ESCALANTE WAKE TO BE HELD IN HIS CLASSROOM AT GARFIELD HIGH SCHOOL ON FRIDAY APRIL 16, MEMORAL SERVICE AT EAST LA COLLEGE STADIUM ON SATURDAY

Ceremonies for the acclaimed math teacher will begin with a wake in his old Garfield High classroom. The next day will see a procession on foot to East Los Angeles College for the service.

By Elaine Woo | LA Times

Photo: Los Angeles Times

April 09, 2010 -- Dignitaries and former students of Jaime Escalante, the celebrated math teacher whose success teaching calculus brought distinction to Garfield High School, are expected to participate in a large public memorial next week.

The farewell will begin with a wake starting at 2 p.m. April 16 in Escalante's former classroom at Garfield in East Los Angeles.

"We are reconstituting his old classroom" so it will appear as it was during Escalante's tenure in the 1980s, actor Edward James Olmos, who portrayed the acclaimed teacher in the 1988 movie "Stand and Deliver" and is organizing the memorial with Escalante's family, said in an interview Thursday.

At 9 a.m. on April 17, mourners on foot will proceed from Garfield to East Los Angeles College, where Escalante also taught. The memorial service will be held in the college stadium at 11 a.m.

Olmos said he hopes that the stadium, which holds 22,000, will be filled to capacity. "I pray we have no seats left. I pray the streets will be jampacked with people saying, 'Thank you very much, Jaime.' That's what he deserves. That's what all teachers deserve for their contributions to people's lives," he said.

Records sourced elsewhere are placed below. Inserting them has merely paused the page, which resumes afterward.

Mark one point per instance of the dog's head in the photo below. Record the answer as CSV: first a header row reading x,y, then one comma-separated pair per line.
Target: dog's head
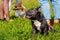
x,y
31,13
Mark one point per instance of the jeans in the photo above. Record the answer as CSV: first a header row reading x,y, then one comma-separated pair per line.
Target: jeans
x,y
46,8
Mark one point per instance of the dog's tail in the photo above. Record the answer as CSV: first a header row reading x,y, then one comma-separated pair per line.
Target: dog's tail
x,y
51,29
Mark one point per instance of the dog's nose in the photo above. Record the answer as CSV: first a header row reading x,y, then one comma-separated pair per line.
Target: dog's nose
x,y
28,17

Escalante, who died of bladder cancer March 30 at his son's home near Sacramento, became an icon after coaching a group of Garfield students to unprecedented success on the challenging Advanced Place- ment calculus exam in 1982. Their achievement brought accusations of cheating from the Educational Testing Service, which administers AP exams, but the students were vindicated after most of them passed the exam again. Their triumph inspired the movie, which made Escalante famous around the world.

He left Garfield in 1991, in part because of tensions caused by his celebrity and unorthodox views about public education that made him unpopular with some colleagues. He spent his last years teaching in Sacramento and his native Bolivia, but his final resting place will be at a cemetery in Los Angeles County. Burial will be private.

Garfield High School is at 5101 E. 6th St. East Los Angeles College is at 1301 Avenida Cesar Chavez, Monterey Park.